O Poder Judiciário do Irã informou nesta quinta-feira (15) que Erfan Soltani, manifestante detido na última semana durante protestos contra o governo, não foi condenado à morte. Segundo ONGs internacionais e o governo dos Estados Unidos, ele seria executado pelas autoridades iranianas na quarta-feira (14).
O Irã é palco de manifestações que começaram devido à grave crise financeira, com o aumento do custo de vida e se ampliaram em um movimento contra o regime teocrático que governa o país desde a revolução de 1979.
Grupos de direitos humanos denunciaram que as autoridades iranianas vêm conduzindo a repressão mais severa em anos no país, aproveitando um corte de internet de mais de cinco dias. Dados de ONGs indicam que mais de 3 mil pessoas foram mortas até o momento.
Situação de Erfan Soltani
Soltani está preso em Karaj, perto de Teerã, sob acusações de propaganda contra o regime islâmico iraniano e de agir contra a segurança nacional, informou o órgão judiciário em comunicado divulgado pela televisão estatal.

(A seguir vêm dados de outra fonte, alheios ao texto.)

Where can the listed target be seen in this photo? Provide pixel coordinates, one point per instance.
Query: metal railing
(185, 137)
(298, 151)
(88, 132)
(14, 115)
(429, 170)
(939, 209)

O jovem "não foi condenado à morte" e, em caso de condenação, "a punição, de acordo com a lei, será uma pena de prisão, pois a pena de morte não se aplica a tais acusações", afirma o texto.
Tanto a Anistia Internacional quanto o Departamento de Estado norte-americano haviam declarado dispor de informações sobre o que seria a primeira execução de um manifestante e disseram que se tratava de Soltani.
O grupo de direitos humanos Hengaw, com sede na Noruega, informou que a execução por enforcamento do jovem estava marcada para quarta-feira, mas acabou sendo adiada.
Segundo a ONG Iran Human Rights (IHR), também sediada na Noruega, as forças de segurança iranianas mataram, durante os recentes protestos, pelo menos 3.428 manifestantes e prenderam mais de 10 mil pessoas, embora o balanço real provavelmente seja muito maior.
O Poder Judiciário do Irã havia anunciado na quarta-feira que implementaria julgamentos "rápidos" para os detidos nas mobilizações contra o regime.